4 July - 6 September 2025
  • “I work at the edges where art and psychoanalysis meet.” 

    — Jane McAdam Freud

    An Absent Presence at Gazelli Art House is the first exhibition of Jane McAdam Freud’s work since her passing in 2022, bringing together deeply personal sculptures that explore life, death, and legacy, alongside works by Holly Stevenson and Louise Bourgeois. The show reflects on psychoanalysis, memory, and emotional inheritance through materials ranging from medals and chicken wire to ceramics and wool, with Stevenson responding directly to Jane’s legacy and their shared Freudian lineage. Across three generations of artists, the exhibition meditates on how objects can hold psychological weight and serve as vessels for presence, absence, and transformation.
  • Jane McAdam Freud, Self-Portrait, 2001

    Jane McAdam Freud

    Self-Portrait, 2001 Bronze
    39 x 30 x 24 cm
    15 2/8 x 11 6/8 x 9 3/8 ins
    1 of 1
  • JANE MCADAM FREUD

    1958–2022

    Jane McAdam Freud dedicated her creative output to the exploration of life, death and the libido. Through key pieces from across her career, An Absent Presence examines Jane’s astute philosophical and psychological approach to art making. It reveals the breadth and technical ability of her practice, expressed through a multitude of medium and scale, from intimate hand-held sculptures to larger-than-life installations. The exhibition seeks to raise questions about the ability of objects to contain and transmit the presence of their maker or owner. Jane explained that her works existed in the ether before she gave them form. She described her authorship as being “an absent presence”, stating “it came before me and goes on after me, it doesn’t live and die as flesh does.”

     

    Often referring to the cathartic nature of making art as a way to process one’s emotion, Jane differentiated it from therapy. For her, therapy is about “talking it all out”, while art is about “feeling it all out.” Through her bold and varied sculptural practice Jane processed her ancestry, trauma and life experiences through the act of making – her art gave life to her emotions and experiences.

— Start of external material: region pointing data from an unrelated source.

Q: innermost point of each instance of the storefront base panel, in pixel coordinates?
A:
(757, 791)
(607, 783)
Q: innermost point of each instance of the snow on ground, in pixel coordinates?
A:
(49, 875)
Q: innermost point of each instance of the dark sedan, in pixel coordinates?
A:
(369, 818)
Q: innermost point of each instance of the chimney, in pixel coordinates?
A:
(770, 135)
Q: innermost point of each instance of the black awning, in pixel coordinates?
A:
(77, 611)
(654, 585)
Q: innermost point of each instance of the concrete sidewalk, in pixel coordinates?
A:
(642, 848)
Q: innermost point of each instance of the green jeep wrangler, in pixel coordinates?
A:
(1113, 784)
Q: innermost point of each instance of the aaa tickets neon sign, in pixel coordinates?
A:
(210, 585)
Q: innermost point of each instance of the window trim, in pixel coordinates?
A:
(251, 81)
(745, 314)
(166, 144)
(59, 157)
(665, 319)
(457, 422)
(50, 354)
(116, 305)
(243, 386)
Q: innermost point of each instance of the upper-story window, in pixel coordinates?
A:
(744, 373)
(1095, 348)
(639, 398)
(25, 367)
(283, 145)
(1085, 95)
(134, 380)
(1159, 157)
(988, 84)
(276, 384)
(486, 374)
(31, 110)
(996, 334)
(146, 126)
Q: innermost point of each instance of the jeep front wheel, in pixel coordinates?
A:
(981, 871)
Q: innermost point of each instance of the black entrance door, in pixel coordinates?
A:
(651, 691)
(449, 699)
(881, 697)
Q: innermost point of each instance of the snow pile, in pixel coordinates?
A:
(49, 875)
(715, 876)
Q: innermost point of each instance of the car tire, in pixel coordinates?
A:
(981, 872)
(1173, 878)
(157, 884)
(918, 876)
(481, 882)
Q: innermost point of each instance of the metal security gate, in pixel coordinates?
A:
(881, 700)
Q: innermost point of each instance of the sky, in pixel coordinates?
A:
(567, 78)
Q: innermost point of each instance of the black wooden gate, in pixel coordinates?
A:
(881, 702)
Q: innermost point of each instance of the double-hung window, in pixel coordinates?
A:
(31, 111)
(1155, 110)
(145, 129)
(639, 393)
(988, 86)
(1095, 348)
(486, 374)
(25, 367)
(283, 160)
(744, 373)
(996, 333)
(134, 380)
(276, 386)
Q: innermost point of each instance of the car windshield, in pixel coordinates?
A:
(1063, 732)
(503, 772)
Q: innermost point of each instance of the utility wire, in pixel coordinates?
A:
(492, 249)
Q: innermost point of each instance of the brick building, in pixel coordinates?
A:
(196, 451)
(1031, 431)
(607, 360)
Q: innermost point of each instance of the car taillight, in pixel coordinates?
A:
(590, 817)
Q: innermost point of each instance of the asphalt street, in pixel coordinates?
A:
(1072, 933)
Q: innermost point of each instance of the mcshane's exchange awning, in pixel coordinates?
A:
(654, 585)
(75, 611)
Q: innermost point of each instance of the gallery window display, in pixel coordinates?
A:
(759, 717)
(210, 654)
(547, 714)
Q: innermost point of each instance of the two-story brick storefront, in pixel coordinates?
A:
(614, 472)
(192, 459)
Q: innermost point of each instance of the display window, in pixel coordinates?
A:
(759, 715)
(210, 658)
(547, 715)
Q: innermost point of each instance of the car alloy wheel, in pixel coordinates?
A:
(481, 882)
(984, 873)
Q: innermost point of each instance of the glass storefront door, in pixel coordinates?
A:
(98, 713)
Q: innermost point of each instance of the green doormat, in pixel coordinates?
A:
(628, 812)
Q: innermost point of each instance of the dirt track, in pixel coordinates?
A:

  • Jane McAdam Freud, daughter of Lucian Freud, was an internationally acclaimed sculptor and multi-disciplinary artist. Much of her life was...

    Jane McAdam Freud, daughter of Lucian Freud, was an internationally acclaimed sculptor and multi-disciplinary artist. Much of her life was dedicated to encouraging a critical discourse around arts and psychoanalysis, whilst engaging younger audiences through her active teaching roles.

     

    McAdam Freud lived and worked in London, UK, having graduated with a Bachelor’s degree from Central Saint Martins College, London, in 1981 and a Master’s degree at the Royal College of Art in 1995. Most often recognised for her sculptures, McAdam Freud’s work features prominently in the permanent collections of museums and galleries around the world, including the Victoria & Albert Museum, London, the National Gallery Archive, London, and The Brooklyn Museum, New York. The British Museum made their first acquisition in 1979 while she was still a student at Central Saint Martins.

     

    The artist was an associate lecturer at Central Saint Martins, and regularly taught at a number of other institutions in London. Her study of Sigmund Freud’s psychoanalysis resulted in a number of colaborations with psychoanalytic societies and centres in New York and Beverly Hills. McAdam Freud's work draws from the rich source of her own family background, referencing both the remarkable collection of antiquities and sculptural objects collected by her grandfather and the cultural legacy of Freudian psychoanalysis which has had a profound and lasting effect on the contemporary psyche.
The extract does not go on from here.